A row of brilliant balls, banquets and gala performances ensued. The whole court was smiling, and old chamberlains with tears in their eyes witnessed the display of princely matrimonial happiness.

The young couple, like two instruments of different nature, melted together in melodious happiness. Princess Ludmilla, delighted to delight, led the dance, and Prince Lothar, still wooing what he had won, followed his young wife through all its figures. The Grand Duchess looked on and smiled. The glory of the house of Fugger-Babenhausen was to be maintained.

It was and it was not. On a day shortly before Christmas Prince Lothar came to see his mother and calmly and candidly, as he did everything, informed her that the Ducal heir, on whom her mind and heart had for so long been concentrating, was about to make his entry in the world a full two months before law and decency permitted.

The Grand Duchess was struck dumb, first with amazement, for she had never imagined the possibility of such a thing in
bonne compagnie
. Then with horror, for what would the nation think of a scandal in the ruling house—what, in particular, would the dubious branch of the house itself think, and make, of it? In the end with terrible wrath against her son. And with this last emotion came a crushing feeling of
guilt. For had she not herself delivered her frail child into the hands of that demonic figure, Herr Cazotte, and had not Herr Cazotte, talking about Lothar, pronounced the sentence: “With him the idea is action.” The Grand Duchess trembled.

The next moment she was folded in the arms of the miscreant himself. And in this embrace, the first that her son had ever offered her on his own accord, her whole being melted. The world was changed round her, slowly, like a landscape at sunrise, it filled with new surprising tinges of tenderness and rapture. And this, I may here state, was the first triumph of the cherubic child upon whose small figure so much of my tale does turn.

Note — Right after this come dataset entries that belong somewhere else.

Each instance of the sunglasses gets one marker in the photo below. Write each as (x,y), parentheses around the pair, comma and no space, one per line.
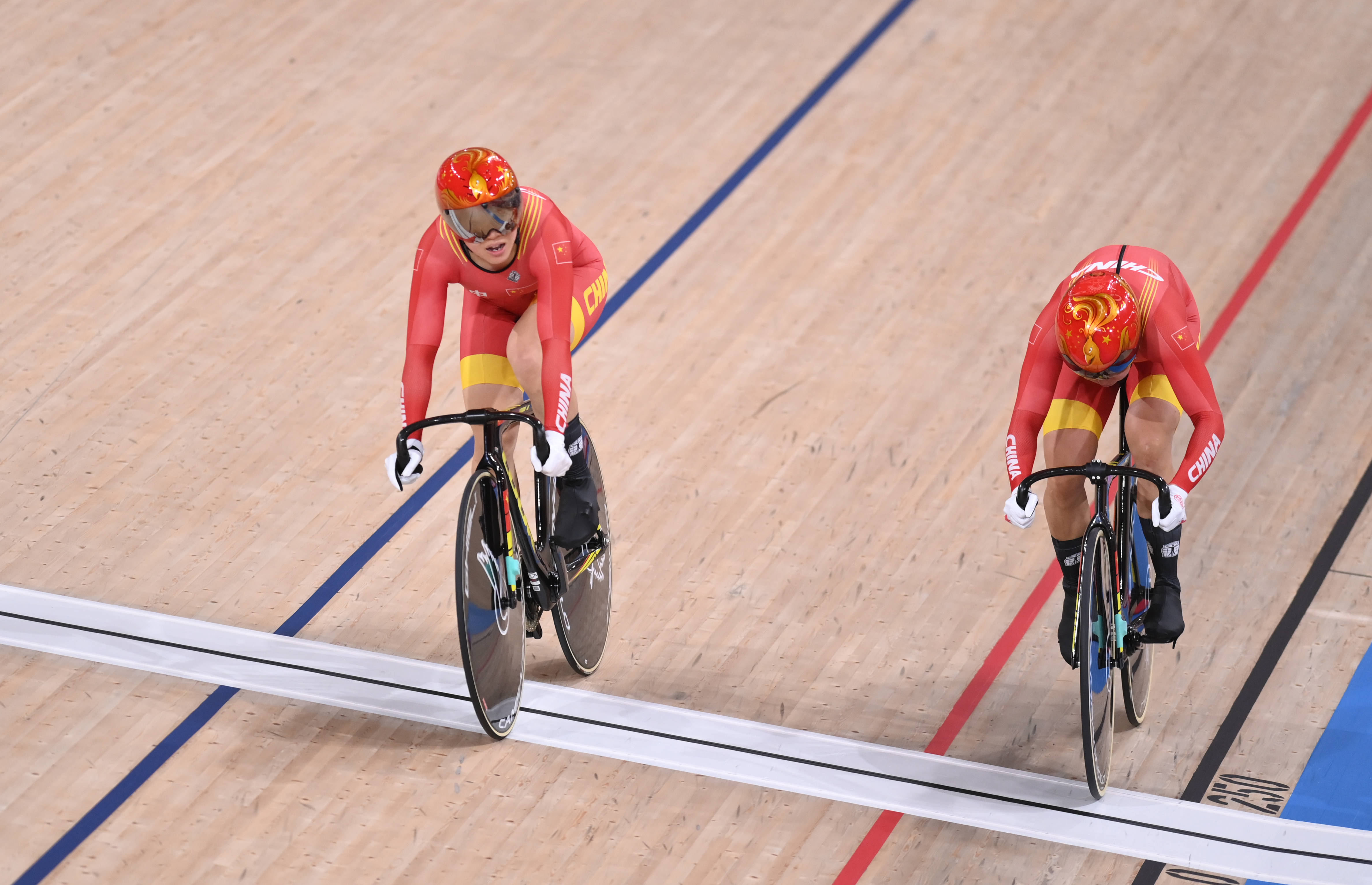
(1099,376)
(504,213)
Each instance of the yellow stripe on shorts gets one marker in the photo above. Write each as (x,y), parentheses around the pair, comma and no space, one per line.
(1072,415)
(1159,387)
(488,370)
(578,323)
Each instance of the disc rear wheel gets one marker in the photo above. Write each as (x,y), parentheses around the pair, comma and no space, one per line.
(490,618)
(1095,636)
(582,614)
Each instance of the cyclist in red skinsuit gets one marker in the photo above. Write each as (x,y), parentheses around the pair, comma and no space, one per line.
(533,286)
(1165,378)
(556,268)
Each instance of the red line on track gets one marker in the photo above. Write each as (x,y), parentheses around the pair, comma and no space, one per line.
(980,684)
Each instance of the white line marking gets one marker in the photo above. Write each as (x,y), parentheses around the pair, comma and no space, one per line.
(814,765)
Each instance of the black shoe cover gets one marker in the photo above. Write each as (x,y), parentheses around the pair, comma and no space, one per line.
(1067,626)
(1164,621)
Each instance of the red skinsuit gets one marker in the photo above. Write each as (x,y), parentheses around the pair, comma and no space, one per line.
(1171,348)
(555,265)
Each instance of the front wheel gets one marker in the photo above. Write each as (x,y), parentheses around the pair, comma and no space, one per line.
(490,618)
(1095,639)
(582,614)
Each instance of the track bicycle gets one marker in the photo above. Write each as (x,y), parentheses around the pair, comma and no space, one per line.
(507,577)
(1113,596)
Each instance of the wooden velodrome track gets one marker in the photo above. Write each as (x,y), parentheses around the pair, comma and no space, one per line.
(209,216)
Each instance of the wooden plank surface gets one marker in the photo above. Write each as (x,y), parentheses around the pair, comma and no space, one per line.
(210,217)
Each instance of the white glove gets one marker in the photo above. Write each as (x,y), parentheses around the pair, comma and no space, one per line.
(558,458)
(1179,510)
(1024,519)
(412,470)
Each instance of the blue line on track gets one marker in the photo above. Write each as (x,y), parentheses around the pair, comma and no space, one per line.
(1334,787)
(191,725)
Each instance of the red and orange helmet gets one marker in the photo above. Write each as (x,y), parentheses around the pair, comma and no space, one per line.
(478,194)
(1098,326)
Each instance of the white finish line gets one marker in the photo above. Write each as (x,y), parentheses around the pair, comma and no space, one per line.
(913,783)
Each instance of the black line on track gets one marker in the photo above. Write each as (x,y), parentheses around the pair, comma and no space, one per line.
(1267,663)
(748,751)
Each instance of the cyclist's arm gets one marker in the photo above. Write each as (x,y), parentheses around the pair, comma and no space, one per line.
(424,331)
(1038,381)
(551,259)
(1192,383)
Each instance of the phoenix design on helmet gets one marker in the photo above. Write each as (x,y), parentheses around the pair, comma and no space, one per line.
(1098,324)
(478,194)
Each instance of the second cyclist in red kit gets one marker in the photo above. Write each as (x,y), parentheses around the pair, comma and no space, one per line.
(1124,316)
(533,286)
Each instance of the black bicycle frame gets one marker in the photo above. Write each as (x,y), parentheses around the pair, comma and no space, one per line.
(1121,537)
(545,582)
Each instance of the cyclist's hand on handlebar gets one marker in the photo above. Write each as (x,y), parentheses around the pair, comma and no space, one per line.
(1179,511)
(408,473)
(1021,518)
(558,458)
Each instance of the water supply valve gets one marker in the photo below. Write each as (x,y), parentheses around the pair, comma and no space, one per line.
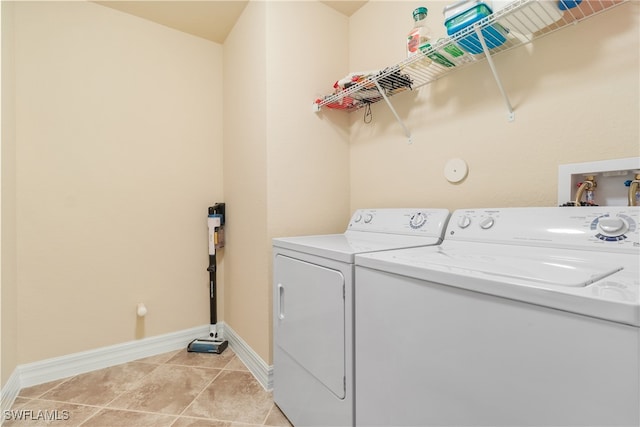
(587,188)
(634,190)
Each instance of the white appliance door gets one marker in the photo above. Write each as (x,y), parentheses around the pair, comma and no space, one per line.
(310,319)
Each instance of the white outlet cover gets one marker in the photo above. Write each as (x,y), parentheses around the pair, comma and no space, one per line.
(456,170)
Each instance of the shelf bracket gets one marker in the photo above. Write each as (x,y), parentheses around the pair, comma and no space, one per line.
(511,115)
(393,110)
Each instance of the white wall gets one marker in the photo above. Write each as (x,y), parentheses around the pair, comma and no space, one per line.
(118,155)
(575,95)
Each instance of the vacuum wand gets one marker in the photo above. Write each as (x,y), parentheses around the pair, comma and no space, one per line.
(213,344)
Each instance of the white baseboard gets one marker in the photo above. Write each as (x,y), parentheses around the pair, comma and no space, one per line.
(10,391)
(257,366)
(104,357)
(56,368)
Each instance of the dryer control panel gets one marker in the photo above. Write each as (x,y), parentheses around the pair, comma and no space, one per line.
(607,228)
(419,222)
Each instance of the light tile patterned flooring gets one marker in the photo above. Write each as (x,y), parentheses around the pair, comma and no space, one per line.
(176,389)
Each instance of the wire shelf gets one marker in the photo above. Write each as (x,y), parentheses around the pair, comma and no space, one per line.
(520,21)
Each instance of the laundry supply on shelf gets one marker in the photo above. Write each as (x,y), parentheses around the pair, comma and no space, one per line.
(463,14)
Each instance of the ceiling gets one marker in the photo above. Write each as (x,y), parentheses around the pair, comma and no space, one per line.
(209,19)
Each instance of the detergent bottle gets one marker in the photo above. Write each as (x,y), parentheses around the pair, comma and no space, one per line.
(420,34)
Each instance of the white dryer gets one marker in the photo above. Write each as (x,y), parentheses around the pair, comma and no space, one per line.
(313,373)
(521,317)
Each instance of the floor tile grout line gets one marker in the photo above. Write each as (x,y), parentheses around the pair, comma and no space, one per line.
(99,408)
(200,393)
(129,387)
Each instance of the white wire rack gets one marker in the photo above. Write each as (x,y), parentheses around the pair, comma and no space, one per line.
(519,21)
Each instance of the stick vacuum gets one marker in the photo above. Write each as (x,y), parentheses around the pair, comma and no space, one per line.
(213,344)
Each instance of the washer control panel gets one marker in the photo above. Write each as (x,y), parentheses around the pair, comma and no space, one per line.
(420,222)
(591,227)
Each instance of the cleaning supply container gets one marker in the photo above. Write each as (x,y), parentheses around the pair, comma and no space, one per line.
(465,13)
(420,34)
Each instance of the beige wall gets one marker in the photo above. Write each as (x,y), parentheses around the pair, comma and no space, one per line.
(286,169)
(118,155)
(119,150)
(575,95)
(8,287)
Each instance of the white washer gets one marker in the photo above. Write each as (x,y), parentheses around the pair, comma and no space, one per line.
(313,309)
(521,317)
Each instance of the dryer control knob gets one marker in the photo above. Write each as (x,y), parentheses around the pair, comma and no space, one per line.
(612,226)
(464,221)
(487,223)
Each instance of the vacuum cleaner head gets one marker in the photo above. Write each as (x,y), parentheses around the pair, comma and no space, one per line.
(207,346)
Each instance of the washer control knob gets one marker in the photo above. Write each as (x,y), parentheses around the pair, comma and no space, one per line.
(487,223)
(417,220)
(612,226)
(464,221)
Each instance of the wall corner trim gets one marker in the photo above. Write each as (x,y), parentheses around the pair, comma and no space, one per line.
(56,368)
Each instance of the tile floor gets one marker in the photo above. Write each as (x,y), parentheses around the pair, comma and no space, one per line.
(176,389)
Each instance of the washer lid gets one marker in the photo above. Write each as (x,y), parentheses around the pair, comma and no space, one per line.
(602,285)
(536,268)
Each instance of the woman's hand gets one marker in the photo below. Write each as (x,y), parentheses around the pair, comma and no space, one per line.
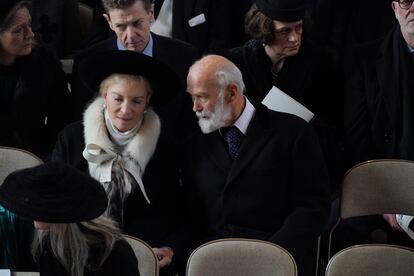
(164,255)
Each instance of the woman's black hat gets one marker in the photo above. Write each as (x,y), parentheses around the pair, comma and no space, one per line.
(282,10)
(164,81)
(53,193)
(5,8)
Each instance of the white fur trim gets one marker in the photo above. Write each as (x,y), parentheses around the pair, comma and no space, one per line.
(142,146)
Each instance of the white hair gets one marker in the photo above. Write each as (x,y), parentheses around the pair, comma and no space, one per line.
(229,74)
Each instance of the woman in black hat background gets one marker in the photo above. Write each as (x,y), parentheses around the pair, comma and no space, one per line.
(120,142)
(279,54)
(71,237)
(34,96)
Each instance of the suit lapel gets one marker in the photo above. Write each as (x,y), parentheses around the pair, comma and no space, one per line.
(216,151)
(387,67)
(256,137)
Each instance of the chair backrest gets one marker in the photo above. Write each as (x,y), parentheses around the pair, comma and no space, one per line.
(147,261)
(12,159)
(372,259)
(241,257)
(383,186)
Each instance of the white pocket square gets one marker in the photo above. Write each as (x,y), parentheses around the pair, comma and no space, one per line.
(197,20)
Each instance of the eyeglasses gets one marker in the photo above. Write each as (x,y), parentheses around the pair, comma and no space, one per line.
(405,4)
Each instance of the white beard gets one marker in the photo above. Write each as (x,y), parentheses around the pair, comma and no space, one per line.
(210,121)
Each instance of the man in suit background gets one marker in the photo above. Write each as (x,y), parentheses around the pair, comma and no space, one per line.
(206,24)
(379,106)
(268,182)
(131,20)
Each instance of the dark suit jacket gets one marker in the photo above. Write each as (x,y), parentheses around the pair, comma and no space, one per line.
(212,36)
(373,102)
(309,78)
(177,117)
(276,190)
(154,223)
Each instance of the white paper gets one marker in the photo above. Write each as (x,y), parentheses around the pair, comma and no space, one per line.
(5,272)
(277,100)
(197,20)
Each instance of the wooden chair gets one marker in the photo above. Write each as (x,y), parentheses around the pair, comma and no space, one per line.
(372,259)
(383,186)
(147,261)
(240,257)
(12,159)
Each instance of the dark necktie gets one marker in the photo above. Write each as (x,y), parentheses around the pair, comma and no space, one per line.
(233,137)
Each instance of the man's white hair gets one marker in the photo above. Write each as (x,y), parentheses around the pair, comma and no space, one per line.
(229,74)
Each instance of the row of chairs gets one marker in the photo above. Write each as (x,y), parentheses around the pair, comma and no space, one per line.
(243,257)
(247,257)
(373,187)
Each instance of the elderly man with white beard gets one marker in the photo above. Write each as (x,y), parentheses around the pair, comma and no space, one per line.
(252,173)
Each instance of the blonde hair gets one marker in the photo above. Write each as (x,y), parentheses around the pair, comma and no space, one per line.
(114,78)
(71,243)
(8,20)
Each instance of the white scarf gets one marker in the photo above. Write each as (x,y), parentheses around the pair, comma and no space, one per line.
(100,151)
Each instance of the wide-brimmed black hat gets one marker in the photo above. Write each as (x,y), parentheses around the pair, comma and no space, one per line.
(5,8)
(53,193)
(95,68)
(282,10)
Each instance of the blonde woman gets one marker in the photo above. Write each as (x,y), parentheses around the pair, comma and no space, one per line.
(121,143)
(71,237)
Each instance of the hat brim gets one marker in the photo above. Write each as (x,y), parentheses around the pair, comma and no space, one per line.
(98,66)
(29,194)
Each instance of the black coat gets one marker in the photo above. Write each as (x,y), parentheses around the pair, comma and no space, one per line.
(35,105)
(309,78)
(121,261)
(373,101)
(277,189)
(154,223)
(213,35)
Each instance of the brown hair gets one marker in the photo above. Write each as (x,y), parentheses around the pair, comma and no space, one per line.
(122,4)
(260,27)
(108,81)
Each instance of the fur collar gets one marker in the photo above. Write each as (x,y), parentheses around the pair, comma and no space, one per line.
(142,146)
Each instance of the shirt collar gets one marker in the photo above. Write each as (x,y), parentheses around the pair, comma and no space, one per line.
(243,121)
(147,50)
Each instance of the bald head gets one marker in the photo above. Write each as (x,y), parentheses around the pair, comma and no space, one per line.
(216,87)
(216,70)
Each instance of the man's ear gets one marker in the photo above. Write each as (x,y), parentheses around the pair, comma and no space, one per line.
(233,91)
(108,19)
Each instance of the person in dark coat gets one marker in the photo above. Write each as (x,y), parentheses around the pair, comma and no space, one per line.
(205,24)
(379,107)
(34,94)
(254,173)
(176,116)
(276,56)
(71,237)
(121,143)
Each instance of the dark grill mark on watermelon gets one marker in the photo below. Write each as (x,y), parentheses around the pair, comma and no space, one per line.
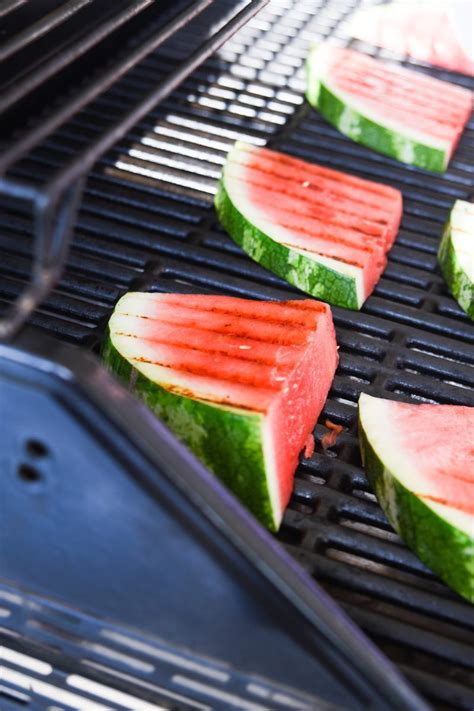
(319,210)
(283,334)
(315,196)
(215,373)
(428,87)
(274,158)
(466,506)
(185,392)
(288,354)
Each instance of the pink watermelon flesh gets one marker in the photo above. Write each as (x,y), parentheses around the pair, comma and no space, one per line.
(325,212)
(416,30)
(449,477)
(418,102)
(276,358)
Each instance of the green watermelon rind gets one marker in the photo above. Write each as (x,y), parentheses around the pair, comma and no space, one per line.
(442,547)
(229,441)
(306,274)
(459,283)
(366,131)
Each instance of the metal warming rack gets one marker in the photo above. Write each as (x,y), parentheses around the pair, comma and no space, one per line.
(142,556)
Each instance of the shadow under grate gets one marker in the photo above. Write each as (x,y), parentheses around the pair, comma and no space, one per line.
(147,222)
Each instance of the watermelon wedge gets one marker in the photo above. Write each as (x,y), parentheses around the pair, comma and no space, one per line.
(420,462)
(323,231)
(398,112)
(241,382)
(456,255)
(437,33)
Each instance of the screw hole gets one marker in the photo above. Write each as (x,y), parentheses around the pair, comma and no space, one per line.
(36,449)
(28,473)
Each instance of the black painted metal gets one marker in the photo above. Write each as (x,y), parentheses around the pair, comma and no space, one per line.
(138,538)
(61,192)
(147,222)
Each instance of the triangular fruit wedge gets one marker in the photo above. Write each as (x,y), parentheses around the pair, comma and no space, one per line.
(456,255)
(396,111)
(324,231)
(420,461)
(241,382)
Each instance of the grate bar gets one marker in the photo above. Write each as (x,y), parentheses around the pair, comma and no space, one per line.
(42,27)
(60,187)
(61,60)
(8,6)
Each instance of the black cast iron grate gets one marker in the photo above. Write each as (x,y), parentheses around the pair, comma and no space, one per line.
(147,222)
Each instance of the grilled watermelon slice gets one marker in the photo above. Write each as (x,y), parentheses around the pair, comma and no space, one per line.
(398,112)
(323,231)
(420,462)
(456,255)
(241,382)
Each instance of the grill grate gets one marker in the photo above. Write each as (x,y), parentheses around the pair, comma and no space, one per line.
(147,222)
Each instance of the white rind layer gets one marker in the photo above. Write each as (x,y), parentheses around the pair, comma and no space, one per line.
(376,419)
(234,176)
(321,66)
(462,235)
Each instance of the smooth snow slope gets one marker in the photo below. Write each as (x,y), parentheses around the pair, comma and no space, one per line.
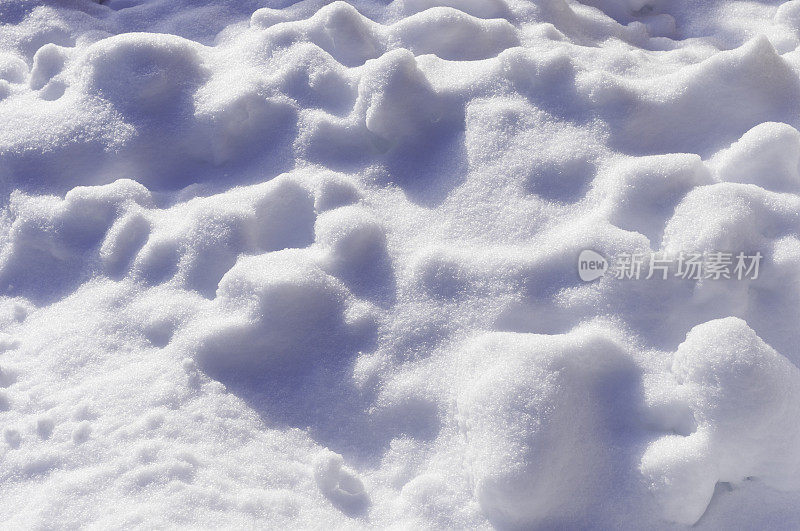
(313,264)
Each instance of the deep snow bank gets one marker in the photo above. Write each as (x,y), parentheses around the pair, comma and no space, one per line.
(299,264)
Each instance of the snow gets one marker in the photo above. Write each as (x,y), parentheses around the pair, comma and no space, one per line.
(312,264)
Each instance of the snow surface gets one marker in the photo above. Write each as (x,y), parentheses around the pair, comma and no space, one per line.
(313,264)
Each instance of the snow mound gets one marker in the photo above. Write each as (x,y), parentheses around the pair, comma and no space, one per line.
(303,264)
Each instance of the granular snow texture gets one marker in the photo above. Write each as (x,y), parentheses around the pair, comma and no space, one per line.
(312,264)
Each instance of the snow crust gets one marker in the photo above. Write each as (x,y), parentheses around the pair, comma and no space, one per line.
(312,264)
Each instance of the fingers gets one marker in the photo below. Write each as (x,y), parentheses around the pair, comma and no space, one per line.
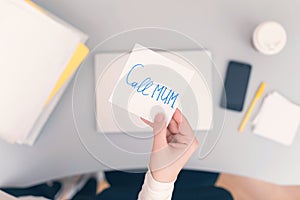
(160,132)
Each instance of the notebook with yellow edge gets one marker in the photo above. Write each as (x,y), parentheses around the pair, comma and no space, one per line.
(79,55)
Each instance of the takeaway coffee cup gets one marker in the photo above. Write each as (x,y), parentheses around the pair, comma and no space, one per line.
(269,38)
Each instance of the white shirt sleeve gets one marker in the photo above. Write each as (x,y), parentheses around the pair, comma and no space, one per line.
(6,196)
(154,190)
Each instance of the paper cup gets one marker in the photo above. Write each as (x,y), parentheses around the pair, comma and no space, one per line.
(269,38)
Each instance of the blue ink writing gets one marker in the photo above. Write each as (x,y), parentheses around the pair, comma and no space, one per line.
(158,92)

Before she had spoken a word the Grand Duchess had determined to side with her son and daughter-in-law. She would keep their secret even from her husband. She took no further decision at the moment, but when Prince Lothar had left her and she was again alone, she realized that a line of action would have to be found.

To her own surprise the Grand Duchess at once found herself longing for Herr Cazotte. The tail and cloven hoof of the gentleman faded out of the picture, she recalled his second remark about Lothar (“And with him the action is idea”) and smiled.

But Herr Cazotte was away in Rome, painting the portrait of Cardinal Salviati. So the Grand Duchess spent the strangest Christmas of her life, with a dimly radiant Christmas tree somewhere in front of her and parcels of secrets in her drawers.